かつてキツネやタヌキが人を化かす際、眉毛の数を数えて心を惑わすと信じられていました。
そこで唾で眉を濡らして毛を寝かせ、正確な本数を数えさせないようにして難を逃れたといわれています。
この「だまされないように警戒する」という習慣が、信用できない物事を指す表現として定着しました。

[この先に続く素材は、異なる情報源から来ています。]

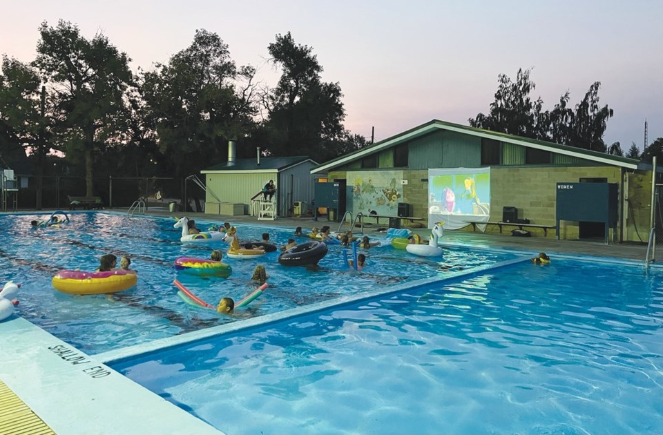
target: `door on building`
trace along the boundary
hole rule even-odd
[[[580,178],[581,183],[607,183],[607,178]],[[606,240],[605,222],[578,222],[578,238]]]

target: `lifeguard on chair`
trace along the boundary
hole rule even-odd
[[[274,180],[270,180],[262,188],[262,200],[271,202],[271,197],[276,193]]]

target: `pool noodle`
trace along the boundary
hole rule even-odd
[[[202,307],[200,307],[200,305],[198,305],[197,303],[191,300],[191,299],[189,296],[183,293],[182,291],[178,291],[177,296],[180,296],[180,299],[182,299],[183,301],[184,301],[186,304],[188,304],[193,307],[198,307],[198,308],[202,308]]]
[[[193,293],[191,293],[191,291],[189,289],[185,287],[180,281],[177,280],[174,280],[173,281],[173,284],[174,284],[176,287],[180,289],[180,291],[182,291],[182,293],[184,293],[187,298],[189,298],[191,301],[195,302],[196,304],[200,305],[200,307],[204,307],[205,308],[214,308],[213,307],[212,307],[211,305],[210,305],[209,304],[208,304],[207,302],[199,298],[198,296],[196,296]]]
[[[267,288],[267,283],[265,282],[258,288],[256,289],[252,292],[249,293],[246,298],[235,304],[235,307],[246,307],[253,302],[256,298],[262,294],[262,291]]]

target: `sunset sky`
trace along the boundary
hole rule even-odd
[[[7,2],[8,3],[8,2]],[[63,19],[91,39],[102,32],[149,70],[186,48],[196,29],[216,32],[238,65],[267,63],[276,34],[313,48],[326,81],[338,82],[345,127],[379,141],[433,119],[467,125],[489,110],[497,76],[531,79],[544,108],[567,90],[573,107],[594,81],[615,110],[605,142],[626,152],[663,137],[663,1],[171,0],[13,1],[0,16],[0,53],[32,61],[46,21]]]

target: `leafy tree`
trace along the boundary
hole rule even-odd
[[[218,35],[202,30],[168,64],[143,75],[146,122],[155,128],[162,160],[176,175],[225,158],[227,141],[251,129],[255,74],[251,66],[237,67]]]
[[[626,157],[630,159],[640,158],[640,150],[638,149],[637,145],[635,144],[635,142],[631,142],[631,148],[628,148],[628,152],[626,153]]]
[[[624,156],[624,151],[622,151],[622,145],[619,142],[615,142],[608,147],[608,154],[611,155]]]
[[[37,208],[41,208],[46,156],[50,150],[51,112],[37,72],[29,64],[3,57],[0,75],[0,136],[15,158],[26,152],[37,160]],[[12,151],[10,151],[12,150]],[[20,153],[20,154],[19,154]]]
[[[544,131],[540,128],[543,102],[541,98],[532,102],[530,93],[536,85],[530,79],[530,70],[518,70],[516,81],[512,81],[506,74],[500,74],[497,79],[497,92],[495,101],[490,104],[488,115],[479,113],[470,119],[470,125],[478,128],[499,131],[541,139]],[[545,122],[544,122],[545,124]],[[543,128],[545,130],[545,128]]]
[[[95,153],[119,140],[126,115],[131,59],[103,35],[88,40],[68,21],[55,28],[44,22],[39,33],[34,65],[53,95],[62,151],[68,159],[83,160],[86,194],[92,195]]]
[[[276,87],[263,99],[269,151],[276,155],[309,155],[325,162],[352,148],[351,135],[343,126],[340,86],[321,81],[323,67],[313,48],[297,44],[289,32],[277,35],[267,49],[272,63],[281,70]]]
[[[644,162],[652,162],[655,155],[658,164],[663,164],[663,137],[659,137],[646,147],[640,158]]]
[[[599,106],[600,87],[599,81],[592,84],[584,98],[576,106],[567,145],[595,151],[606,151],[603,135],[606,132],[608,118],[613,116],[613,109],[608,106]]]
[[[495,100],[488,115],[479,113],[469,119],[472,127],[506,133],[606,152],[603,135],[613,110],[599,105],[600,82],[590,86],[574,111],[568,107],[569,93],[559,98],[552,110],[542,109],[541,98],[532,100],[529,94],[535,88],[530,70],[518,70],[516,81],[506,75],[499,76]]]

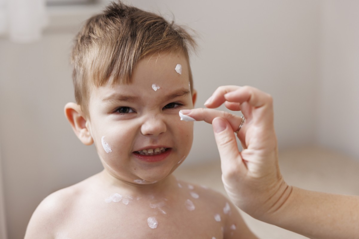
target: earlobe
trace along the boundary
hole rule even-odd
[[[93,139],[89,129],[88,121],[86,120],[81,107],[73,102],[66,104],[65,115],[79,139],[86,145],[93,143]]]

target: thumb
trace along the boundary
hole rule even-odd
[[[223,172],[234,167],[238,163],[239,152],[233,130],[227,120],[216,117],[213,119],[212,125]]]

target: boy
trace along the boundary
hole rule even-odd
[[[196,101],[182,28],[120,2],[90,18],[73,51],[74,131],[101,172],[45,199],[26,239],[255,238],[236,208],[171,175],[189,152]]]

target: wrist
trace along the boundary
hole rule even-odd
[[[276,186],[274,187],[270,196],[264,202],[264,211],[256,214],[255,218],[268,223],[276,224],[281,215],[285,211],[290,203],[293,190],[295,187],[288,185],[282,178]]]

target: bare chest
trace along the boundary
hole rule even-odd
[[[56,239],[223,238],[220,214],[200,199],[128,199],[79,206]]]

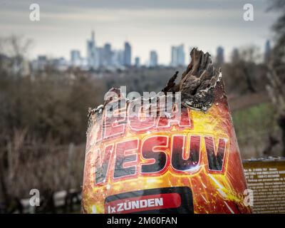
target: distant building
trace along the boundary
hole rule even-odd
[[[135,57],[135,66],[136,68],[140,67],[140,57]]]
[[[270,41],[269,40],[265,43],[265,50],[264,50],[264,63],[269,62],[270,60],[271,54],[271,48],[270,46]]]
[[[239,52],[237,48],[234,48],[232,52],[232,63],[236,63],[239,61]]]
[[[171,47],[171,63],[172,66],[185,65],[185,53],[184,52],[184,45]]]
[[[130,66],[132,64],[132,48],[128,42],[125,43],[124,65]]]
[[[71,64],[73,66],[80,66],[82,65],[82,58],[78,50],[71,50]]]
[[[222,63],[224,63],[224,48],[222,46],[219,46],[217,48],[216,63],[218,66],[221,66]]]
[[[51,65],[58,71],[65,71],[68,68],[67,61],[63,57],[51,60]]]
[[[91,39],[87,41],[87,61],[90,68],[96,68],[98,66],[98,56],[96,55],[96,46],[95,43],[95,33],[92,31]]]
[[[157,53],[155,51],[151,51],[150,55],[150,66],[156,67],[157,66]]]
[[[46,56],[38,56],[36,63],[35,68],[38,70],[43,71],[48,65],[48,58]]]
[[[111,45],[110,43],[106,43],[103,48],[102,52],[102,66],[113,66],[112,63],[112,55],[113,52],[111,50]]]

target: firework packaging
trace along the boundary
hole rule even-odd
[[[222,73],[209,53],[161,93],[113,88],[89,112],[85,213],[249,213]]]

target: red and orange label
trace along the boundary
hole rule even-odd
[[[179,118],[130,117],[128,108],[104,110],[88,130],[84,212],[251,212],[226,98]]]

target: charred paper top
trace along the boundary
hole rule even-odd
[[[206,111],[214,102],[214,88],[220,81],[222,72],[214,68],[209,53],[193,48],[190,56],[191,63],[182,73],[180,82],[175,83],[177,71],[162,92],[180,91],[183,105]]]

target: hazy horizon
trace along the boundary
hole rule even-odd
[[[40,6],[40,21],[29,20],[33,3]],[[254,6],[254,21],[243,19],[247,3]],[[32,39],[30,58],[47,55],[69,59],[72,49],[86,56],[86,41],[94,30],[97,46],[110,43],[112,48],[123,49],[128,41],[133,62],[139,56],[145,63],[155,50],[159,63],[168,64],[170,46],[180,43],[185,45],[186,61],[190,46],[215,56],[222,46],[227,59],[234,47],[255,44],[263,51],[266,40],[273,38],[271,26],[278,16],[266,12],[268,7],[266,0],[0,0],[0,29],[1,36]]]

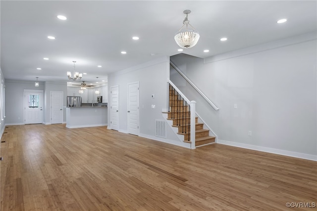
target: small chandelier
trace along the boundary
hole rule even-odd
[[[83,77],[82,73],[79,73],[78,72],[75,71],[75,63],[76,63],[76,61],[73,61],[73,63],[74,63],[74,77],[71,77],[71,73],[70,71],[67,71],[67,77],[68,77],[68,79],[69,80],[80,80],[81,78]]]
[[[177,45],[184,49],[195,46],[199,40],[199,33],[190,25],[187,18],[188,14],[191,12],[191,11],[189,9],[184,10],[184,14],[186,14],[186,17],[183,21],[183,26],[174,37]],[[186,29],[183,29],[185,25]],[[188,26],[190,26],[192,29],[188,29]]]
[[[39,82],[38,81],[38,78],[39,78],[39,77],[37,77],[36,81],[34,83],[34,86],[35,86],[36,87],[38,87],[40,86],[40,83],[39,83]]]

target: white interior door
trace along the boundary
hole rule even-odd
[[[110,125],[112,130],[119,130],[119,86],[110,88]]]
[[[51,92],[51,123],[63,123],[63,92]]]
[[[25,92],[25,124],[43,123],[43,90],[39,91]]]
[[[139,135],[139,82],[128,85],[128,133]]]

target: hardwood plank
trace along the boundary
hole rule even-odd
[[[317,203],[316,161],[217,144],[191,150],[106,127],[5,131],[3,211],[284,211],[287,202]]]

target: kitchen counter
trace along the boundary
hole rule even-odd
[[[107,107],[106,106],[67,106],[66,107]]]
[[[106,106],[65,107],[66,127],[98,127],[107,125]]]

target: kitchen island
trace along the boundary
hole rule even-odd
[[[106,106],[65,107],[66,127],[76,128],[107,125]]]

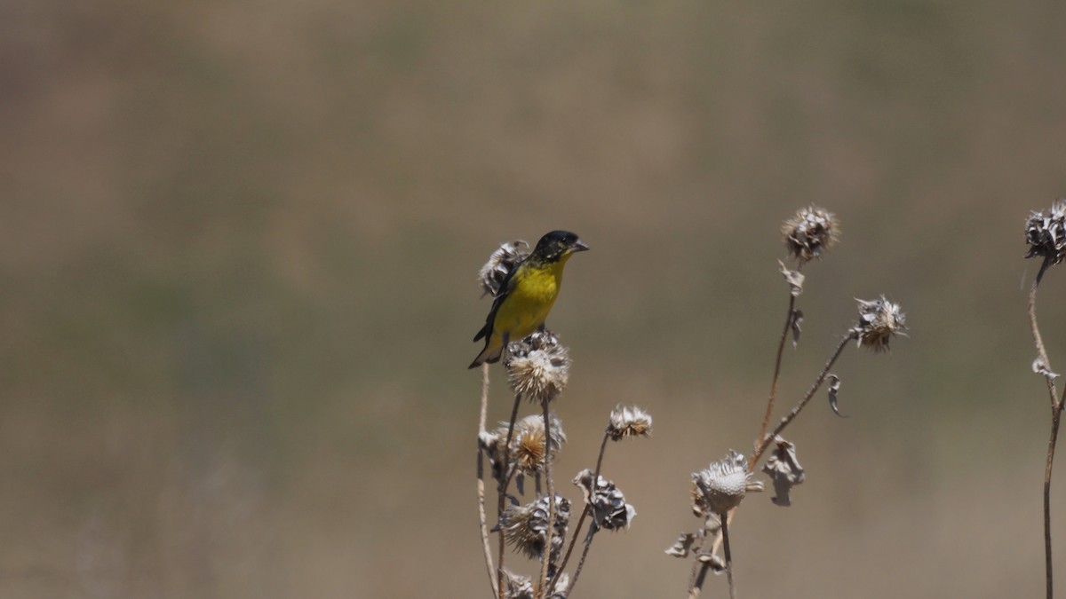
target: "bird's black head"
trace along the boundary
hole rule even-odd
[[[536,247],[533,249],[533,256],[548,262],[554,262],[575,252],[584,252],[586,249],[588,249],[588,246],[578,239],[576,233],[571,233],[570,231],[551,231],[537,242]]]

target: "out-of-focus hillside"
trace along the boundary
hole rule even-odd
[[[0,6],[0,596],[482,594],[474,274],[554,228],[593,247],[549,321],[560,480],[616,403],[656,419],[610,449],[639,516],[575,595],[681,596],[662,551],[696,523],[689,473],[749,451],[778,226],[811,203],[844,234],[806,271],[786,405],[853,297],[902,303],[910,337],[845,353],[851,418],[791,428],[807,482],[745,504],[742,594],[1039,593],[1021,225],[1066,195],[1064,23],[1052,0]]]

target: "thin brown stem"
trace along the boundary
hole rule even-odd
[[[511,438],[515,434],[515,420],[518,419],[518,403],[521,402],[521,400],[522,396],[516,393],[515,405],[514,407],[511,408],[511,421],[507,424],[507,439],[506,442],[503,443],[503,470],[501,470],[501,473],[503,474],[500,476],[502,481],[500,481],[499,501],[497,503],[497,511],[496,511],[497,524],[502,524],[501,520],[503,519],[503,509],[507,505],[506,503],[507,487],[511,485],[511,477],[514,475],[514,469],[511,467]],[[499,537],[500,540],[499,544],[500,553],[498,558],[499,567],[496,569],[496,580],[497,580],[496,588],[498,592],[498,597],[500,599],[506,599],[505,595],[507,589],[505,581],[503,580],[504,579],[503,561],[504,561],[504,555],[506,555],[506,543],[503,538],[503,531],[497,533],[497,536]]]
[[[494,576],[492,550],[488,546],[488,523],[485,516],[485,452],[481,447],[481,437],[485,434],[485,422],[488,414],[488,365],[481,369],[481,418],[478,421],[478,520],[481,523],[481,544],[485,549],[485,567],[488,569],[488,585],[492,596],[499,597],[496,577]]]
[[[574,569],[574,578],[570,580],[570,586],[566,589],[566,594],[569,595],[574,592],[574,585],[578,583],[578,577],[581,576],[581,568],[585,567],[585,557],[588,556],[588,549],[593,546],[593,537],[596,536],[596,524],[588,525],[588,534],[585,535],[584,548],[581,549],[581,558],[578,560],[578,567]]]
[[[1040,274],[1044,269],[1040,268]],[[1048,359],[1048,352],[1044,346],[1044,339],[1040,337],[1040,328],[1036,324],[1036,289],[1040,285],[1040,276],[1037,275],[1033,286],[1029,289],[1029,328],[1033,334],[1033,344],[1036,345],[1036,353],[1044,368],[1051,372],[1051,361]],[[1044,467],[1044,578],[1047,587],[1047,597],[1054,597],[1054,567],[1051,563],[1051,470],[1055,459],[1055,443],[1059,440],[1059,423],[1062,420],[1063,404],[1066,402],[1066,391],[1062,399],[1056,399],[1054,377],[1045,375],[1045,383],[1048,387],[1048,395],[1051,399],[1051,436],[1048,439],[1048,459]]]
[[[762,426],[759,427],[759,436],[756,437],[756,453],[762,452],[763,439],[766,430],[770,428],[770,418],[774,415],[774,400],[777,398],[777,379],[781,374],[781,356],[785,353],[785,340],[789,338],[789,329],[792,328],[792,319],[795,318],[796,296],[789,294],[789,312],[785,318],[785,328],[781,330],[781,338],[777,342],[777,358],[774,360],[774,379],[770,384],[770,400],[766,401],[766,415],[762,417]]]
[[[729,552],[729,515],[718,514],[722,520],[722,547],[726,552],[726,578],[729,580],[729,599],[737,599],[737,585],[732,580],[732,554]]]
[[[789,411],[789,414],[781,419],[781,421],[777,424],[777,426],[774,428],[772,433],[763,437],[761,442],[759,442],[758,446],[759,449],[752,455],[752,460],[748,462],[748,470],[755,470],[755,465],[758,464],[759,458],[762,457],[762,454],[766,451],[766,447],[770,446],[770,442],[774,439],[774,437],[780,435],[781,432],[785,431],[785,427],[788,426],[793,420],[795,420],[796,416],[800,416],[800,412],[803,410],[803,408],[807,406],[807,403],[810,402],[810,399],[814,396],[814,393],[818,392],[818,389],[819,387],[822,386],[822,383],[825,382],[825,377],[829,374],[829,369],[833,368],[833,365],[837,362],[837,358],[840,357],[840,354],[844,351],[844,347],[847,346],[849,342],[854,341],[856,339],[856,335],[857,334],[853,331],[840,340],[840,343],[837,345],[837,349],[833,352],[833,356],[829,358],[829,361],[825,362],[825,368],[822,369],[822,372],[818,375],[818,378],[814,379],[814,383],[810,386],[810,389],[807,391],[807,394],[804,395],[804,399],[801,400],[800,403],[796,404],[796,406],[793,407],[792,410]]]
[[[689,599],[699,597],[699,592],[704,587],[704,578],[707,576],[707,568],[710,567],[709,564],[699,561],[699,554],[704,551],[704,543],[707,540],[706,524],[696,533],[696,536],[699,540],[692,549],[695,560],[692,561],[692,571],[689,572]]]
[[[1048,599],[1052,599],[1051,566],[1051,468],[1055,459],[1055,443],[1059,440],[1059,423],[1062,420],[1063,404],[1060,402],[1051,410],[1051,438],[1048,440],[1048,462],[1044,468],[1044,571],[1047,579]]]
[[[596,472],[593,474],[593,492],[596,492],[596,483],[599,481],[600,466],[603,465],[603,453],[607,451],[607,440],[608,440],[608,430],[603,430],[603,439],[600,441],[600,452],[596,456]],[[570,561],[570,553],[574,552],[574,546],[578,544],[578,535],[581,533],[581,525],[585,523],[585,518],[588,517],[588,512],[591,506],[586,503],[584,509],[581,511],[581,517],[578,518],[578,525],[574,529],[574,535],[570,537],[570,544],[566,547],[566,553],[563,554],[563,561],[560,563],[559,569],[555,571],[555,576],[551,578],[551,584],[548,585],[548,594],[550,595],[552,590],[555,589],[555,583],[559,582],[560,574],[566,570],[566,564]],[[584,558],[582,557],[582,562]],[[578,566],[578,571],[580,572],[581,567]],[[574,576],[574,580],[570,581],[570,588],[574,588],[574,583],[578,581],[577,574]]]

江戸時代の俳諧や読み物にも、この用心についての記述が登場します。
使い方・例文
「眉唾物」は、主に信ぴょう性に欠ける情報を耳にした際に用いられます。
- あの投資話は利益が大きすぎて、どう考えても眉唾物だ。
- ネットに流れる未確認の情報は、眉唾物と言わざるを得ない。
- 彼の語る武勇伝はいつも誇張が多く、どこまでが本当か眉唾物である。
類義語・関連語
「眉唾物」と同様に、疑わしい様子を表す言葉には以下のようなものがあります。
- 胡散臭い(うさんくさい):
どことなく怪しい感じがして、油断できない様子。 - 眉に唾をつける:
だまされないように用心して、疑ってかかる行為。
「眉唾物」の語源となった動作そのものを指し、相手の言葉を鵜呑みにせず、冷静に裏付けを確認しようとする慎重な構えを表します。
「眉唾物」と「胡散臭い」の違い
これらはどちらも「怪しい」という意味ですが、疑う対象や不信感の種類が異なります。
| 語句 | 疑う対象 | 不信感の理由 |
|---|---|---|
| 眉唾物 (まゆつばもの) | 情報・内容 | 論理的な信ぴょう性の欠如 |
| 胡散臭い (うさんくさい) | 外見・雰囲気 | 直感的な違和感や気味の悪さ |
英語表現
日常会話で「疑わしい」と伝えたいときに使われる実用的な表現です。
doubtful
物事の確実性が低く、信じることが難しい状況を表す表現。
The story seems doubtful to me.
(その話は私には疑わしく思えます。)
take with a grain of salt
話をそのまま信じず、少し疑いを持って受け止めるという決まり文句。
You should take his words with a grain of salt.
(彼の言葉は割り引いて聞いたほうがいいよ。)
「眉に唾をつける」の意味
昔の日本では、眉は人の気配や心の動きが表れる場所として意識されていました。
そのため、「眉毛を読まれる」という言い方は、ただ本数を数えられることではなく、考えを見抜かれることを意味しました。
キツネやタヌキに化かされるという話も、心のすきを読まれてしまう不安と結びついています。
「眉唾物」という言葉には、相手の話をすぐに信じず、冷静に見極めようとする昔の知恵が残っています。